Why slow decisioning is insurance’s biggest hidden exposure

The insurance industry is facing a widening gap between how quickly risk evolves and how fast insurers can respond, according to InsurTech decisioning specialist Earnix.

Modernisation ambitions now touch nearly every corner of the business, from underwriting and pricing to claims, distribution and compliance. That approach worked when change arrived in predictable cycles.

Today, Earnix argues, climate volatility is redrawing exposure patterns, cyber risk is outstripping historical data, and economic pressure, regulatory scrutiny and shifting customer expectations are compounding the strain. With rate increases flattening and loss ratios under sustained pressure, customers are increasingly willing to shop around when price or service disappoint.

Earnix describes this as the insurance agility crisis. Crucially, the firm believes the challenge runs deeper than legacy platforms or process inefficiency. The operating model that once made insurers disciplined and resilient is now slowing them down precisely when responsiveness matters most.

Pricing, underwriting, claims and compliance often move through separate paths, creating friction, delay and blind spots. In a slower market, delay was merely inconvenient. Now, every late pricing adjustment invites adverse selection, and every underwriting decision stuck in manual review can become a loss.

The real cost, Earnix contends, sits in the gaps between functions rather than within any single one. When pricing cannot see what underwriting knows, or claims teams operate without context held elsewhere in the business, the compounding effect on growth, profitability and resilience is significant, it said.

Most insurers now hold more data, models and analytical capability than ever before, yet intelligence is not moving through the organisation in ways that change outcomes. AI could close that gap, but gains have largely remained local, with pilots succeeding in isolation and failing to scale.

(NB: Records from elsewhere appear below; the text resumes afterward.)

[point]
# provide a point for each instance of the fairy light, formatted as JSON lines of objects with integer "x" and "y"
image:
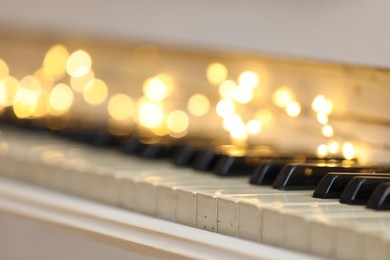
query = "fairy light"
{"x": 216, "y": 73}
{"x": 248, "y": 79}
{"x": 327, "y": 131}
{"x": 150, "y": 115}
{"x": 8, "y": 90}
{"x": 227, "y": 89}
{"x": 293, "y": 109}
{"x": 95, "y": 92}
{"x": 253, "y": 127}
{"x": 348, "y": 151}
{"x": 54, "y": 63}
{"x": 120, "y": 107}
{"x": 78, "y": 84}
{"x": 198, "y": 105}
{"x": 61, "y": 99}
{"x": 282, "y": 97}
{"x": 225, "y": 107}
{"x": 178, "y": 121}
{"x": 78, "y": 64}
{"x": 322, "y": 150}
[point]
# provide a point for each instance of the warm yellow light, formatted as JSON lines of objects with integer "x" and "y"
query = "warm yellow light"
{"x": 333, "y": 147}
{"x": 322, "y": 118}
{"x": 31, "y": 83}
{"x": 78, "y": 84}
{"x": 282, "y": 97}
{"x": 4, "y": 71}
{"x": 95, "y": 92}
{"x": 225, "y": 108}
{"x": 253, "y": 127}
{"x": 120, "y": 107}
{"x": 230, "y": 121}
{"x": 78, "y": 64}
{"x": 25, "y": 103}
{"x": 216, "y": 73}
{"x": 55, "y": 61}
{"x": 327, "y": 131}
{"x": 155, "y": 89}
{"x": 293, "y": 109}
{"x": 178, "y": 121}
{"x": 243, "y": 95}
{"x": 61, "y": 99}
{"x": 198, "y": 105}
{"x": 264, "y": 116}
{"x": 227, "y": 88}
{"x": 322, "y": 150}
{"x": 348, "y": 151}
{"x": 150, "y": 115}
{"x": 8, "y": 90}
{"x": 248, "y": 79}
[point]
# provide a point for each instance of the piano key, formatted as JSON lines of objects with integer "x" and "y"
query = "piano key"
{"x": 333, "y": 184}
{"x": 308, "y": 176}
{"x": 359, "y": 189}
{"x": 380, "y": 199}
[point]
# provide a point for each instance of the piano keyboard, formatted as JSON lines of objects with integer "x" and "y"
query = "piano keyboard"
{"x": 229, "y": 206}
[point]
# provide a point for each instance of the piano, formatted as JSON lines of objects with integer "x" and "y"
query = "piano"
{"x": 84, "y": 85}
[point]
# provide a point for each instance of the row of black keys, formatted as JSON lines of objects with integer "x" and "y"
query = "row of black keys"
{"x": 358, "y": 185}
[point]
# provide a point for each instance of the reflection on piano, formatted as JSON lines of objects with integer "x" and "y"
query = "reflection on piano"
{"x": 143, "y": 128}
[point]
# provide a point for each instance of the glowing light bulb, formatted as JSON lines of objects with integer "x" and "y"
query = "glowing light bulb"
{"x": 322, "y": 118}
{"x": 95, "y": 92}
{"x": 327, "y": 131}
{"x": 61, "y": 99}
{"x": 120, "y": 107}
{"x": 150, "y": 115}
{"x": 8, "y": 90}
{"x": 282, "y": 97}
{"x": 78, "y": 84}
{"x": 253, "y": 127}
{"x": 333, "y": 147}
{"x": 227, "y": 88}
{"x": 225, "y": 107}
{"x": 293, "y": 109}
{"x": 54, "y": 63}
{"x": 198, "y": 105}
{"x": 243, "y": 95}
{"x": 322, "y": 151}
{"x": 178, "y": 121}
{"x": 248, "y": 79}
{"x": 4, "y": 70}
{"x": 78, "y": 64}
{"x": 216, "y": 73}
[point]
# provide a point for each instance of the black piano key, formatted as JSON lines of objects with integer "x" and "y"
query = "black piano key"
{"x": 334, "y": 183}
{"x": 266, "y": 173}
{"x": 380, "y": 197}
{"x": 359, "y": 189}
{"x": 308, "y": 176}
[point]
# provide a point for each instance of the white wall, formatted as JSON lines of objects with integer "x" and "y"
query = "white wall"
{"x": 346, "y": 31}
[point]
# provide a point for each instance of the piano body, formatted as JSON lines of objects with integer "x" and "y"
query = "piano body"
{"x": 60, "y": 199}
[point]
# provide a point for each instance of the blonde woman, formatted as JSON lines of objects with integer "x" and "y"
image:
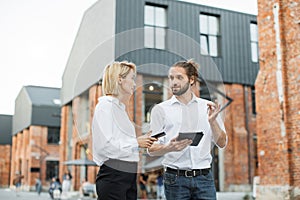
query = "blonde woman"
{"x": 115, "y": 146}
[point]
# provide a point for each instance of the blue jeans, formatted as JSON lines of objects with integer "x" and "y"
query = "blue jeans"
{"x": 181, "y": 187}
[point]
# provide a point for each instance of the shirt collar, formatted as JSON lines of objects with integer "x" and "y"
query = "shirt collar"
{"x": 116, "y": 101}
{"x": 174, "y": 100}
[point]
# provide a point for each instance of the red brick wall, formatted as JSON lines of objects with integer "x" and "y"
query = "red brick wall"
{"x": 25, "y": 155}
{"x": 279, "y": 149}
{"x": 5, "y": 165}
{"x": 239, "y": 172}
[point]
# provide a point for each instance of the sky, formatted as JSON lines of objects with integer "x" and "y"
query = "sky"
{"x": 36, "y": 37}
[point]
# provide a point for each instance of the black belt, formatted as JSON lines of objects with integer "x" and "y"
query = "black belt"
{"x": 188, "y": 173}
{"x": 121, "y": 165}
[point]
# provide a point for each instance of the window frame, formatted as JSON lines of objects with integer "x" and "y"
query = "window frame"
{"x": 208, "y": 36}
{"x": 51, "y": 137}
{"x": 154, "y": 27}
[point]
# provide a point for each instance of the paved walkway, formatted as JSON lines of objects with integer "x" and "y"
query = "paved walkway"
{"x": 8, "y": 194}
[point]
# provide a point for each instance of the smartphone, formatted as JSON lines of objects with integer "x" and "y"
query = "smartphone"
{"x": 194, "y": 136}
{"x": 158, "y": 135}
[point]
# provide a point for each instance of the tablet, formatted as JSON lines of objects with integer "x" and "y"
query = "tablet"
{"x": 194, "y": 136}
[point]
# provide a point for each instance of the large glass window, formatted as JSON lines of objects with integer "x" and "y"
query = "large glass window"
{"x": 209, "y": 35}
{"x": 155, "y": 27}
{"x": 254, "y": 42}
{"x": 53, "y": 135}
{"x": 52, "y": 169}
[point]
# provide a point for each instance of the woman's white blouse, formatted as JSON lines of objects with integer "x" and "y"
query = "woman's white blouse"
{"x": 113, "y": 133}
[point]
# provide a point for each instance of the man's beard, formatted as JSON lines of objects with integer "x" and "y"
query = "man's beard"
{"x": 182, "y": 90}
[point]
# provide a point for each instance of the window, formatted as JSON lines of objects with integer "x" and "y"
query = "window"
{"x": 254, "y": 42}
{"x": 209, "y": 35}
{"x": 155, "y": 27}
{"x": 53, "y": 135}
{"x": 52, "y": 169}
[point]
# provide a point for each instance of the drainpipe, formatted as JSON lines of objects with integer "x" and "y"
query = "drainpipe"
{"x": 248, "y": 132}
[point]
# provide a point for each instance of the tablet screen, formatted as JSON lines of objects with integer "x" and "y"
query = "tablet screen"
{"x": 194, "y": 136}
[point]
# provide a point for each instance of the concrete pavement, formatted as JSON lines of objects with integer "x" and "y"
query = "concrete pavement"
{"x": 9, "y": 194}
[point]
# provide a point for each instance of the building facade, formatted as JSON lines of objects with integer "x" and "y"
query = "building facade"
{"x": 36, "y": 135}
{"x": 278, "y": 103}
{"x": 154, "y": 34}
{"x": 5, "y": 148}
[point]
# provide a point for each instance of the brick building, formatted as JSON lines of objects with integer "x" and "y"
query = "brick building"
{"x": 5, "y": 148}
{"x": 35, "y": 135}
{"x": 224, "y": 43}
{"x": 278, "y": 100}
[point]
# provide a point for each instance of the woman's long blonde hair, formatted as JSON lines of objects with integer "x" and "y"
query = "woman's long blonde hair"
{"x": 111, "y": 76}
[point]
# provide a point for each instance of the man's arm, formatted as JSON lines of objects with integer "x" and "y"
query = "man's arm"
{"x": 161, "y": 149}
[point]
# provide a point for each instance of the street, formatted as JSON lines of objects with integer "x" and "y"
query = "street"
{"x": 9, "y": 194}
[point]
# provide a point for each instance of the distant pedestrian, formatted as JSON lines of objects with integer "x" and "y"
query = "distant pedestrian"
{"x": 160, "y": 192}
{"x": 17, "y": 181}
{"x": 38, "y": 185}
{"x": 66, "y": 184}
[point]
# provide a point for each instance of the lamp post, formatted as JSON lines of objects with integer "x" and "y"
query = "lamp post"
{"x": 41, "y": 157}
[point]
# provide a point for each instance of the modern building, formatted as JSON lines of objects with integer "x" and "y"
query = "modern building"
{"x": 5, "y": 148}
{"x": 278, "y": 102}
{"x": 36, "y": 135}
{"x": 154, "y": 34}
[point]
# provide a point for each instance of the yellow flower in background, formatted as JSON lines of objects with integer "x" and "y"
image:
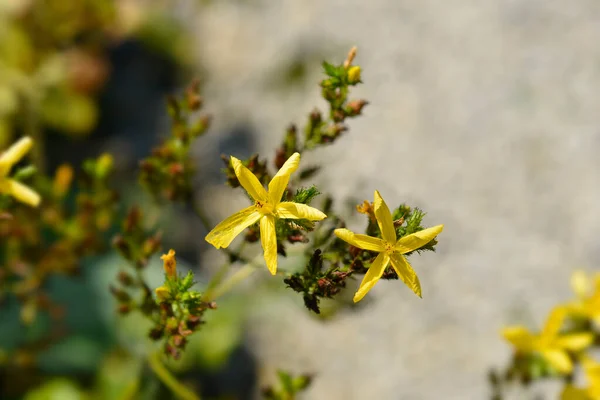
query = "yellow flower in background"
{"x": 390, "y": 249}
{"x": 267, "y": 208}
{"x": 591, "y": 369}
{"x": 10, "y": 186}
{"x": 552, "y": 346}
{"x": 169, "y": 263}
{"x": 587, "y": 290}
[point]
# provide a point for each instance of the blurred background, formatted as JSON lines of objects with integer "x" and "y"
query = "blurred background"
{"x": 483, "y": 113}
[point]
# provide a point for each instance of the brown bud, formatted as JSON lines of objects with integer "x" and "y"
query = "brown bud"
{"x": 125, "y": 278}
{"x": 156, "y": 333}
{"x": 355, "y": 107}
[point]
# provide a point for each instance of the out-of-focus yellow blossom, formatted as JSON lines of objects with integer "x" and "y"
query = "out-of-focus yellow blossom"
{"x": 267, "y": 208}
{"x": 587, "y": 290}
{"x": 162, "y": 293}
{"x": 169, "y": 263}
{"x": 591, "y": 368}
{"x": 10, "y": 186}
{"x": 552, "y": 346}
{"x": 390, "y": 249}
{"x": 62, "y": 180}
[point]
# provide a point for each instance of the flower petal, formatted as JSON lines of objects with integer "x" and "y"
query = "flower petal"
{"x": 268, "y": 239}
{"x": 248, "y": 180}
{"x": 281, "y": 179}
{"x": 14, "y": 154}
{"x": 418, "y": 239}
{"x": 361, "y": 241}
{"x": 20, "y": 192}
{"x": 372, "y": 276}
{"x": 558, "y": 359}
{"x": 518, "y": 336}
{"x": 406, "y": 273}
{"x": 223, "y": 234}
{"x": 574, "y": 341}
{"x": 571, "y": 392}
{"x": 554, "y": 322}
{"x": 384, "y": 219}
{"x": 580, "y": 283}
{"x": 290, "y": 210}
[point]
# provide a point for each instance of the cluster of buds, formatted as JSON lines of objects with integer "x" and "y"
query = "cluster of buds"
{"x": 168, "y": 172}
{"x": 320, "y": 130}
{"x": 180, "y": 309}
{"x": 335, "y": 90}
{"x": 134, "y": 243}
{"x": 315, "y": 282}
{"x": 31, "y": 258}
{"x": 288, "y": 386}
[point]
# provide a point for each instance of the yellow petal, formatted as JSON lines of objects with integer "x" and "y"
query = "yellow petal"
{"x": 372, "y": 276}
{"x": 290, "y": 210}
{"x": 558, "y": 359}
{"x": 281, "y": 179}
{"x": 20, "y": 192}
{"x": 268, "y": 239}
{"x": 224, "y": 233}
{"x": 361, "y": 241}
{"x": 554, "y": 322}
{"x": 384, "y": 219}
{"x": 248, "y": 180}
{"x": 570, "y": 392}
{"x": 418, "y": 239}
{"x": 580, "y": 283}
{"x": 406, "y": 273}
{"x": 518, "y": 336}
{"x": 14, "y": 154}
{"x": 574, "y": 341}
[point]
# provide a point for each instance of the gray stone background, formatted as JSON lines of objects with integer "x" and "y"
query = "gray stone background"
{"x": 484, "y": 113}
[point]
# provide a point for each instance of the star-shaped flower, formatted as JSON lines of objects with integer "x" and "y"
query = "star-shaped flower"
{"x": 10, "y": 186}
{"x": 390, "y": 249}
{"x": 550, "y": 344}
{"x": 267, "y": 208}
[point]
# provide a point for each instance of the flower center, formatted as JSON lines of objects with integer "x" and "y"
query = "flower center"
{"x": 264, "y": 207}
{"x": 389, "y": 248}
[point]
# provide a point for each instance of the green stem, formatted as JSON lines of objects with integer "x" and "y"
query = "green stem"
{"x": 33, "y": 130}
{"x": 248, "y": 269}
{"x": 180, "y": 390}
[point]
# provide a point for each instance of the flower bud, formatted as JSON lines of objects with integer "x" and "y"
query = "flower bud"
{"x": 354, "y": 75}
{"x": 170, "y": 264}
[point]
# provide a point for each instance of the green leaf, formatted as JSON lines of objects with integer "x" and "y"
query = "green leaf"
{"x": 330, "y": 69}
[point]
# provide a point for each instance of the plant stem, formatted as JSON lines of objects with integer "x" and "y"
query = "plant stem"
{"x": 248, "y": 269}
{"x": 169, "y": 380}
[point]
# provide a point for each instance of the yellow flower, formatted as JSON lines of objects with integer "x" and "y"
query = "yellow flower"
{"x": 169, "y": 263}
{"x": 267, "y": 208}
{"x": 591, "y": 369}
{"x": 549, "y": 344}
{"x": 587, "y": 290}
{"x": 10, "y": 186}
{"x": 162, "y": 293}
{"x": 390, "y": 249}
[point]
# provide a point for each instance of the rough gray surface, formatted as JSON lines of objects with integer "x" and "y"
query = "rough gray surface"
{"x": 484, "y": 113}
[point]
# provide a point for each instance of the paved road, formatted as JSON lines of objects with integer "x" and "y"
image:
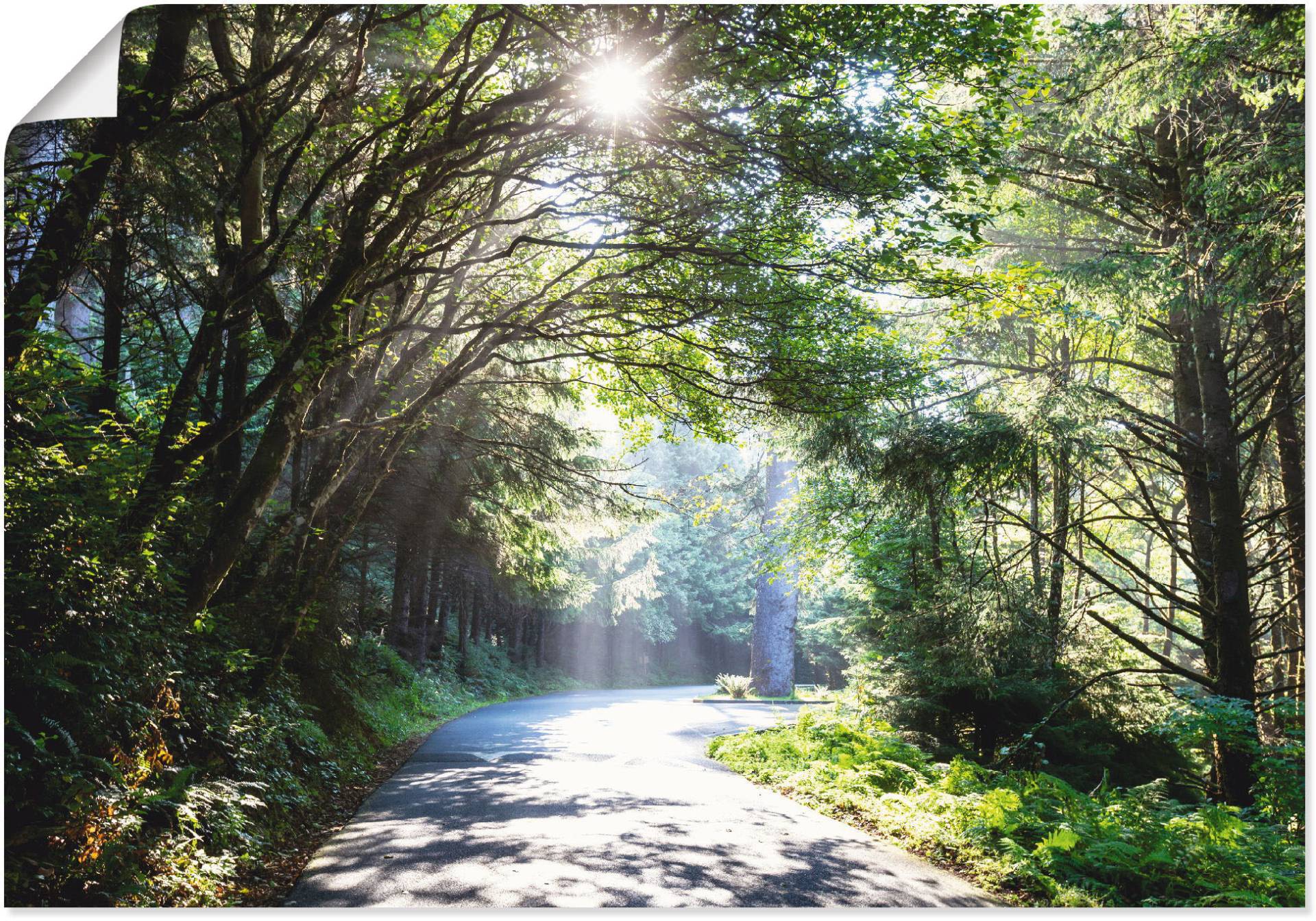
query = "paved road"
{"x": 598, "y": 799}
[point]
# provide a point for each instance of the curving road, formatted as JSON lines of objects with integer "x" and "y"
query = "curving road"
{"x": 603, "y": 799}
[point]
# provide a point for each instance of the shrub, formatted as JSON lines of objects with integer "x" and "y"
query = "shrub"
{"x": 735, "y": 686}
{"x": 1025, "y": 832}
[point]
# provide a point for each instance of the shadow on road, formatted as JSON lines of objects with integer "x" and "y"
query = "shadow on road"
{"x": 585, "y": 835}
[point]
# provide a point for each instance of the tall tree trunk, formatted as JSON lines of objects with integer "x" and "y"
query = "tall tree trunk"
{"x": 1236, "y": 662}
{"x": 1035, "y": 487}
{"x": 1060, "y": 528}
{"x": 141, "y": 112}
{"x": 775, "y": 600}
{"x": 1289, "y": 452}
{"x": 115, "y": 302}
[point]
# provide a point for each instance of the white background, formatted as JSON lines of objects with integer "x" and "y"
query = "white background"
{"x": 41, "y": 41}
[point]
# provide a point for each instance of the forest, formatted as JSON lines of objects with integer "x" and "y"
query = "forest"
{"x": 377, "y": 362}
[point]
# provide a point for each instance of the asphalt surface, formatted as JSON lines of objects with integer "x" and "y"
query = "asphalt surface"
{"x": 603, "y": 799}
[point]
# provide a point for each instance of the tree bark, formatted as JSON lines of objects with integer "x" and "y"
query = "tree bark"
{"x": 777, "y": 600}
{"x": 141, "y": 112}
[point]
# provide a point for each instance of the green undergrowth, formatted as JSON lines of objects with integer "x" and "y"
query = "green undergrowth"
{"x": 758, "y": 698}
{"x": 221, "y": 783}
{"x": 1027, "y": 835}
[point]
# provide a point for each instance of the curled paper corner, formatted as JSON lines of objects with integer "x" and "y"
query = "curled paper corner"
{"x": 87, "y": 91}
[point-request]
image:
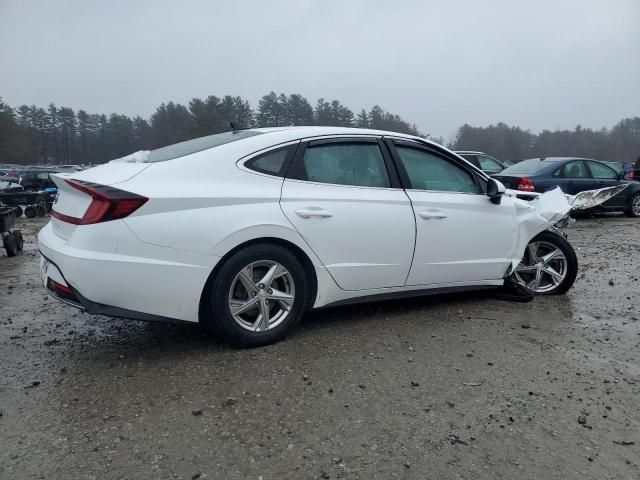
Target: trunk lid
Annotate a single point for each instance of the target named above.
(110, 173)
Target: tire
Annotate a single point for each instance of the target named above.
(19, 240)
(30, 211)
(252, 298)
(10, 245)
(633, 210)
(553, 276)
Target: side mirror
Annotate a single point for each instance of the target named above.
(495, 190)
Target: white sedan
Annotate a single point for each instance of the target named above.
(243, 231)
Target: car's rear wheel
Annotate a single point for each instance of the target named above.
(549, 265)
(634, 206)
(258, 295)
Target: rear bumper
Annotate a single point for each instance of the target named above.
(128, 279)
(86, 305)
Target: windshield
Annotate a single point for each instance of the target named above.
(526, 167)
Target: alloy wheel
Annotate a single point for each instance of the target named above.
(543, 267)
(635, 205)
(261, 296)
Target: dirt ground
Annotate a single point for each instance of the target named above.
(457, 386)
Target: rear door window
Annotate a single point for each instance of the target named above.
(575, 169)
(428, 171)
(601, 171)
(354, 163)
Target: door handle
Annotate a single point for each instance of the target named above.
(310, 212)
(432, 215)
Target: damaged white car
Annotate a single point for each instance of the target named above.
(264, 224)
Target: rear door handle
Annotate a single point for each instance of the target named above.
(310, 212)
(427, 215)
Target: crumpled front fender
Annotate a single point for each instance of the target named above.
(536, 216)
(545, 210)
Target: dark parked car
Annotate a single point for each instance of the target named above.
(484, 162)
(573, 175)
(626, 169)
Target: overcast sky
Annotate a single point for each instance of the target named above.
(537, 64)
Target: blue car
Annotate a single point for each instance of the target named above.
(572, 175)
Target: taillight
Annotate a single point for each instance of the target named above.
(61, 290)
(107, 203)
(526, 184)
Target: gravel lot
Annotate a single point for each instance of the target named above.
(458, 386)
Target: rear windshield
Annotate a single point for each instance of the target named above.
(525, 167)
(197, 145)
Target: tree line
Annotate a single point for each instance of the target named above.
(620, 143)
(60, 135)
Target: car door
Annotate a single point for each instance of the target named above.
(344, 198)
(461, 236)
(605, 176)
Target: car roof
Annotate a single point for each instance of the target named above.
(311, 131)
(558, 159)
(252, 140)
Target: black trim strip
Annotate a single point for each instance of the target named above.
(379, 297)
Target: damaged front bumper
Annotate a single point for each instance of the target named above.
(538, 212)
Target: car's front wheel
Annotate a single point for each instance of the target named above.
(258, 295)
(549, 265)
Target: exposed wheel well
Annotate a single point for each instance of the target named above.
(297, 251)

Genuine agility, in Earnix’s view, demands a higher standard than raw speed. It requires compressed decision cycles without sacrificing governance, flexibility across existing systems without wholesale replacement, dynamic decisioning that applies the right AI to the right decision, and trust built on explainability and auditability. Governance, the firm stresses, cannot be retrofitted; it must be embedded in every decision and workflow from the start.